Kukiz powiedział w czwartek w radiu RMF FM, że Jaruzelski i Kiszczak z "całą pewnością" powinni stracić stopnie generalskie. "Nigdy nie jest za późno, pewne sprawy się nie przedawniają, Kiszczak i Jaruzelski zapisali się niezbyt chlubnie w historii Rzeczypospolitej, nie uważam, żeby osoby, które są współodpowiedzialne za przynajmniej 100 ofiar w czasie stanu wojennego, w czasie ich rządów, miały być z traktowane z honorami" - podkreślił.

"Udało im się dożyć do końca swoich dni we miarę względnym spokoju. Przerażające (jest), że spełniły się słowa piosenki Jacka Kaczmarskiego (Wróżba - PAP) +kary nie będzie dla przeciętnych drani, a lud ofiary złoży nadaremnie, morderców grzebać będą z honorami, na bruku ulic nędza się wylęgnie+" - zaznaczył Kukiz.

Pytany, czy odebranie stopni generalskich, to nie jest zemsta, Kukiz powiedział: "Dla mnie wygląda to na elementarne szukanie resztek sprawiedliwości. Ubolewam, że w trakcie życia tych dwóch panów, nie doszło do jakiegoś rozliczenia".

We wtorek minister obrony narodowej Antoni Macierewicz zapowiedział, że Jaruzelskiemu i Kiszczakowi zostaną odebrane stopnie generalskie. "Podejmujemy w tej sprawie kroki prawne mające na celu odebranie stopni wojskowych zarówno Jaruzelskiemu, jak i Kiszczakowi. Zbrodniarze odpowiedzialni za działanie zbrojne przeciwko własnemu narodowymi nie zasłużyli na to, by nosić te stopnie wojskowe" - dodał Macierewicz.

Szef MON poinformował, że będzie to decyzja Sejmu. "Będzie to związane z nowelizacją ustawy o powszechnym obowiązku służby wojskowej, której odpowiedni artykuł zostanie tak zmieniony, by ta decyzja była możliwa" - wyjaśnił Macierewicz.

Zgodnie z obecnie obowiązującą ustawą o powszechnym obowiązku obrony żołnierz traci stopień wojskowy w razie zrzeczenia się obywatelstwa polskiego, odmowy złożenia przysięgi wojskowej lub uprawomocnienia się wyroku sądu orzekającego środek karny pozbawienia praw publicznych albo degradacji.

Kukiz był też pytany o ocenę projektu tzw. ustawy dezubekizacyjnej, który zakłada, że "za służbę na rzecz totalitarnego państwa" od 22 lipca 1944 r. do 31 lipca 1990 r. emerytury i renty sięgną maksymalnie średniego świadczenia w ZUS. W środę Sejm debatował nad sprawozdaniem komisji: administracji i spraw wewnętrznych oraz polityki społecznej i rodziny, które pozytywnie zaopiniowały projekt.
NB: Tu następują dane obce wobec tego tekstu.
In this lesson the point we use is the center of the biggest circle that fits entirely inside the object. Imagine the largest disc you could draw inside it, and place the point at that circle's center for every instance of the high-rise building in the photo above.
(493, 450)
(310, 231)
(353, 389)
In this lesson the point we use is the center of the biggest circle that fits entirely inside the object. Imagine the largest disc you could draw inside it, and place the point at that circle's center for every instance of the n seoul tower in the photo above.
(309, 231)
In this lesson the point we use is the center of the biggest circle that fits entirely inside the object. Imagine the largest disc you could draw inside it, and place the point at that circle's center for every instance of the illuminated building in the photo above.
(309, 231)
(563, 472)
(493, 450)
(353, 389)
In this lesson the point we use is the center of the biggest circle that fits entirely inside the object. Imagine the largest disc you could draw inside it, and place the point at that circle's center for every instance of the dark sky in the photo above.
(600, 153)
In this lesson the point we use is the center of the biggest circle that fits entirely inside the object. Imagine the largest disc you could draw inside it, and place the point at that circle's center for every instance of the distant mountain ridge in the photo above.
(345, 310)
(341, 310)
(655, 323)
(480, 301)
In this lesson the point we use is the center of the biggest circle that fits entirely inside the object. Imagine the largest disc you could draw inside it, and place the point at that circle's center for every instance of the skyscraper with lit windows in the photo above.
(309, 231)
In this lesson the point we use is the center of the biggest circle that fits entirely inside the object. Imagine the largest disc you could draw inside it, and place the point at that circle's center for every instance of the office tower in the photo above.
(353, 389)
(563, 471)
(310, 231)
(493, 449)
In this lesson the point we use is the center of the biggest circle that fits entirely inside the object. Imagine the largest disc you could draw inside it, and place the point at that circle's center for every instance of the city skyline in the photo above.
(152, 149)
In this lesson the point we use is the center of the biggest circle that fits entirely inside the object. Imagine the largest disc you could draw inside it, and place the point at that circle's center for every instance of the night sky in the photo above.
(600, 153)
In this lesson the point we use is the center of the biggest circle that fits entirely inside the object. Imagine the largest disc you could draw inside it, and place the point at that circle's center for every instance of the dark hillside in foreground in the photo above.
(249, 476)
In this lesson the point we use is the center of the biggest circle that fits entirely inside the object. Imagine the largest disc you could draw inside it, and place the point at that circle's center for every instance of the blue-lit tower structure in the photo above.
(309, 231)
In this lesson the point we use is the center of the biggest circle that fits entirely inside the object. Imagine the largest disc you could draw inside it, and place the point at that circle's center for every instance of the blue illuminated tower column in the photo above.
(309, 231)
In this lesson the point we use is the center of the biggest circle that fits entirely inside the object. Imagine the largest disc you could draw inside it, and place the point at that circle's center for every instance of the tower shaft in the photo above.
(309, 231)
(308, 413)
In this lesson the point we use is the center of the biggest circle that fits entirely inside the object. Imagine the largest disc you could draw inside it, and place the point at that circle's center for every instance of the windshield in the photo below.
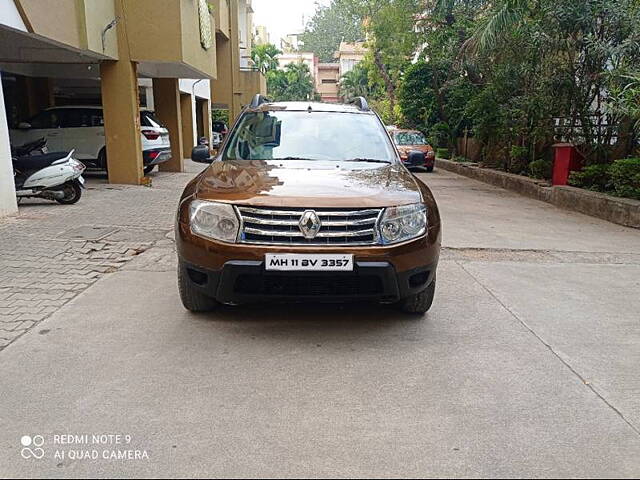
(410, 138)
(288, 135)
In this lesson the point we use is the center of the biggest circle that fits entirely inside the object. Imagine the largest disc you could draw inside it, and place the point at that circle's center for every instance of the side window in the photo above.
(97, 118)
(48, 119)
(82, 118)
(72, 119)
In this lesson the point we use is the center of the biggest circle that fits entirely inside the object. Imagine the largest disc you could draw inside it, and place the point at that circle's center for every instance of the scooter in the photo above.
(52, 176)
Kluby: PO, PSL i Nowoczesna chcą odrzucenia projektu.

Kukiz powiedział, że trzeba obniżyć emerytury tym esbekom, "którzy zostali negatywnie zweryfikowani i tym, którym się udowodni, że złożyli fałszywe oświadczenia". "Od tego jest IPN, aby badać jednostkowe przypadki, czy ktoś oszukał, czy nie oszukał, czy jego weryfikacja była naciągana. Nie wolno na drodze ustawy generalizować, wszystkich wrzucać do jednego worka" - ocenił.